Question

Which of the following homoleptic complex has a square planer geometry:
1.${{\text{[Ag(}}{{\text{S}}_{\text{2}}}{{\text{O}}_{\text{3}}}{{\text{)}}_{\text{2}}}{\text{]}}^{{\text{ - 3}}}}$
2. ${{\text{[Co(EDTA)]}}^{{\text{ - 2}}}}$
3. ${{\text{[Pt(trien)]}}^{{\text{ + 2}}}}$
4. ${[{\text{Ni(}}{{\text{H}}_2}{\text{O}}{{\text{)}}_4}{\text{]}}^{ + 2}}$

Answer 1

Hint: Geometry or structure of a complex mostly depends on the number of bonded electrons and the number of lone pairs present in the complex. This is done by following the valence bond theory. A square planar geometry has 4 bonded pairs and zero lone pairs. Homoleptic complexes have identical ligands bonded to the central metal atom/ion.

Complete Step by step answer: As mentioned in question all complexes have identical ligands or are homoleptic. Now we need to know the electronic configuration of each central metal atom to find out ${\text{ds}}{{\text{p}}^2}$ hybridization for any metal ion, as according to Valence bond theory the hybridization of a square planer complex is ${\text{ds}}{{\text{p}}^2}$ Let’s now identify the hybridization of each central metal.

i. Ag in ${{\text{[Ag(}}{{\text{S}}_{\text{2}}}{{\text{O}}_{\text{3}}}{{\text{)}}_{\text{2}}}{\text{]}}^{{\text{ - 3}}}}$ has the oxidation state +1 and the electronic configuration;
$^{47}{\text{A}}{{\text{g}}^ + } \to [{\text{Kr}}]{\text{4}}{{\text{d}}^{10}}5{{\text{s}}^0}5{{\text{p}}^0}$, therefore the hybridization is sp, and the geometry is linear.

ii.

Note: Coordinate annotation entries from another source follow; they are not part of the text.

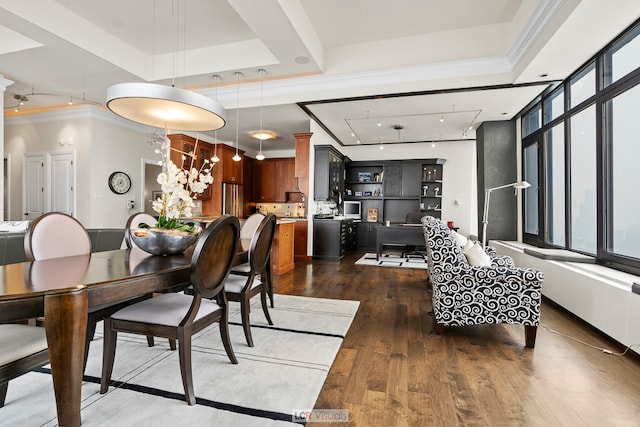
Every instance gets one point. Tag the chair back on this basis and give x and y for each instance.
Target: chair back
(213, 256)
(55, 235)
(134, 222)
(261, 244)
(442, 249)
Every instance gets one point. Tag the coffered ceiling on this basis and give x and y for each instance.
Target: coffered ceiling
(423, 70)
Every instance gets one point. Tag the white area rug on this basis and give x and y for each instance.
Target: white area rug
(392, 260)
(283, 373)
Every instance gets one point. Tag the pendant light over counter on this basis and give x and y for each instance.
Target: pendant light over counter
(236, 157)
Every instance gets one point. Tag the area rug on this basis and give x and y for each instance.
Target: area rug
(392, 260)
(282, 375)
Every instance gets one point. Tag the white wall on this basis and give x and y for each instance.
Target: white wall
(102, 143)
(459, 171)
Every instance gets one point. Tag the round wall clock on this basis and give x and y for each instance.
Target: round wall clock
(119, 182)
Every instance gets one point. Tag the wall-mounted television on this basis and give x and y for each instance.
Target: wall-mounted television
(352, 209)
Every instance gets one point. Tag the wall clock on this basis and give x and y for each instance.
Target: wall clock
(119, 182)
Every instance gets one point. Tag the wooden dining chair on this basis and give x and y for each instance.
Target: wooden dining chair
(134, 222)
(177, 315)
(247, 230)
(56, 235)
(243, 287)
(22, 349)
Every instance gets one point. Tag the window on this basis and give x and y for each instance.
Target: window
(623, 57)
(554, 106)
(555, 194)
(624, 174)
(584, 224)
(583, 85)
(531, 122)
(582, 159)
(531, 194)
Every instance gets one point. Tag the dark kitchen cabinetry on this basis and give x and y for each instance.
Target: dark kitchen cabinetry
(329, 173)
(366, 235)
(332, 239)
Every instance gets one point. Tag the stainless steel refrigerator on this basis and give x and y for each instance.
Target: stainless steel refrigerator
(232, 200)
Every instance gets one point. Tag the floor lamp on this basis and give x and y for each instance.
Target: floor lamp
(487, 194)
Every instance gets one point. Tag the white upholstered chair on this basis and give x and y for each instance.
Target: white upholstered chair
(179, 316)
(242, 287)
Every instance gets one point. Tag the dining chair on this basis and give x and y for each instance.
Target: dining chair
(22, 349)
(134, 222)
(247, 230)
(242, 288)
(177, 315)
(56, 235)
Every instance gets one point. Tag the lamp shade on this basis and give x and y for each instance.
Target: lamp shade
(165, 107)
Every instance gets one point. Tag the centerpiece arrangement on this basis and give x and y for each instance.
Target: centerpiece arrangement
(180, 187)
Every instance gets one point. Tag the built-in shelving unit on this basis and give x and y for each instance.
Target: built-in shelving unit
(431, 189)
(395, 187)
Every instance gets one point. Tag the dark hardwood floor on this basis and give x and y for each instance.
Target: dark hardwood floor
(393, 371)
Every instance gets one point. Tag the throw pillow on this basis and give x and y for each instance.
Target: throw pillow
(459, 238)
(476, 256)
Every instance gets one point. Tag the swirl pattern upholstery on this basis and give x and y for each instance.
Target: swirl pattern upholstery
(466, 295)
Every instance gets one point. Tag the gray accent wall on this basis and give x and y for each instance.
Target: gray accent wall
(497, 165)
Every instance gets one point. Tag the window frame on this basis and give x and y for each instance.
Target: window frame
(605, 92)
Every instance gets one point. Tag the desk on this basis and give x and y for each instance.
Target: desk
(64, 290)
(398, 235)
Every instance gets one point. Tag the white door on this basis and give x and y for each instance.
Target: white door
(62, 183)
(33, 178)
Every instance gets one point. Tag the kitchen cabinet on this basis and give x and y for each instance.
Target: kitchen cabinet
(300, 239)
(282, 255)
(329, 173)
(273, 178)
(332, 239)
(402, 179)
(366, 235)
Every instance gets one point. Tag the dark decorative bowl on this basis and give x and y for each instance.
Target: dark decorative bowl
(163, 242)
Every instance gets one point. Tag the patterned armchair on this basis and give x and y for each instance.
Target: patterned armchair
(466, 295)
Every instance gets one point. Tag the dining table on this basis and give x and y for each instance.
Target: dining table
(65, 290)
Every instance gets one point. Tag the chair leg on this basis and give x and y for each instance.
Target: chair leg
(91, 331)
(269, 280)
(184, 353)
(265, 309)
(108, 355)
(530, 336)
(438, 329)
(245, 309)
(3, 392)
(224, 335)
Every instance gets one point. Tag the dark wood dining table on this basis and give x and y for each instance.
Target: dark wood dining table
(65, 290)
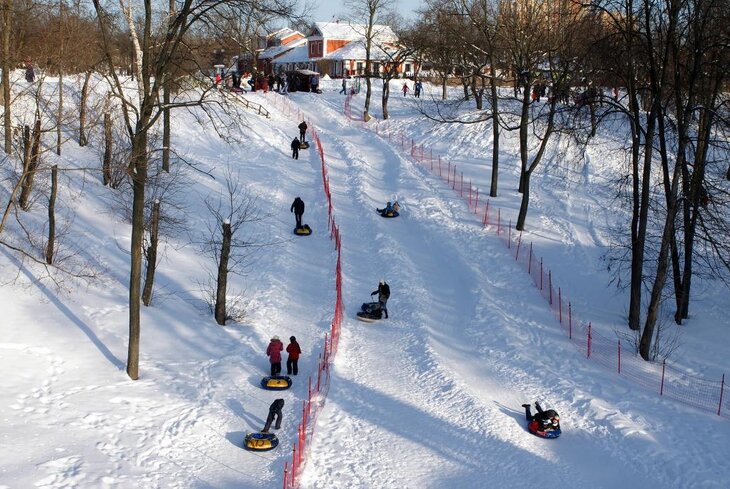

Co in ${{\text{[Co(EDTA)]}}^{{\text{ - 2}}}}$ has the oxidation state +2 and the electronic configuration;
$^{27}{\text{C}}{{\text{o}}^{ + 2}} \to {\text{[Ar]3}}{{\text{d}}^7}{\text{4}}{{\text{s}}^0}4{{\text{p}}^0}4{{\text{d}}^0}$, therefore the hybridization is ${\text{s}}{{\text{p}}^3}{{\text{d}}^2}$, and the geometry is octahedral.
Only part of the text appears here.